Smelter Tembaga Tsingshan-PTFI Bisa Bernilai Rp35 T

Smelter Tembaga Tsingshan-PTFI Bisa Bernilai Rp35 T
Smelter Tembaga Tsingshan-PTFI Bisa Bernilai Rp35 T

Tsingshan Group, perusahaan asal China, sedang melakukan pendekatan ke PT Freeport Indonesia (PTFI) untuk membangun smelter tembaga baru di Weda Bay, Halmahera Tengah, Maluku Utara, yang diprediksi bernilai Rp35 T. 

Tak tanggung-tanggung, Tsingshan dikabarkan mau membiayai 92,5% dari total nilai proyek dan Freeport hanya 7,5%.

Deputi Investasi dan Pertambangan Kementerian Koordinator Bidang Kemaritiman dan Investasi Septian Hario Seto menyebut, kisaran investasi proyek smelter baru tersebut sekitar US$ 2,5 miliar atau sekitar Rp35 Triliun.
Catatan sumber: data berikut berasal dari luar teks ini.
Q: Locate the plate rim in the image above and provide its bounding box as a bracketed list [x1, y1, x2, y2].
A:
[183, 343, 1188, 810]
Kapasitas smelter ini bisa mengolah 2,4 juta ton konsentrat tembaga (input).

“Angkanya sekitar US$ 2,5 miliar dan 92,5% akan dibiayai dari Tsingshan,” tutur Seto pada Jumat (05/02/2021).

Lebih lanjut Seto mengatakan, pemerintah ingin agar produk turunan dari smelter konsentrat tembaga ini juga bisa dibangun di sana.

“Jadi gini, ada tiga komoditas yang kami miliki, jumlahnya signifikan yang ke depan akan berperan strategis dalam pengembangan energi baru terbarukan (EBT),” jelas Seto.

Tiga komoditas yang dimaksud yakni nikel untuk pembuatan lithium baterai serta tembaga dan bauksit, dua komoditas yang juga penting untuk pengembangan baterai.

“Misalnya di electric vehicle (EV), kandungan copper (tembaga) bisa empat kali lebih tinggi dari mobil biasa,” tutur Seto. 

Seto menyebut, negosiasi di antara kedua belah pihak saat ini sedang berjalan dan ditargetkan pada akhir Maret 2021 sudah ada keputusan.

“Rencana pembangunan smelter copper (tembaga) dengan Tsingshan targetnya akhir Maret conclude (diputuskan),” tutur Seto.

Sebelumnya, Direktur Jenderal Mineral dan Batu Bara Kementerian Energi dan Sumber Daya Mineral (ESDM) Ridwan Djamaluddin mengatakan, pihaknya tidak mempermasalahkan apakah Freeport akan bekerja sama dengan perusahaan lain atau bekerja sendiri karena hal itu diperbolehkan.

Baca Juga : Pertamina Bukukan Laba Rp14 T Pada 2020

“Rencana kerja sama dengan perusahaan lain memang dibuka karena yang diatur itu yaitu PT Freeport wajib membangun smelter baru dan boleh membangunnya sendiri, boleh juga bekerja sama, namun wajib membangun smelter baru,” tambah seto di akhir pada (15/01/2021).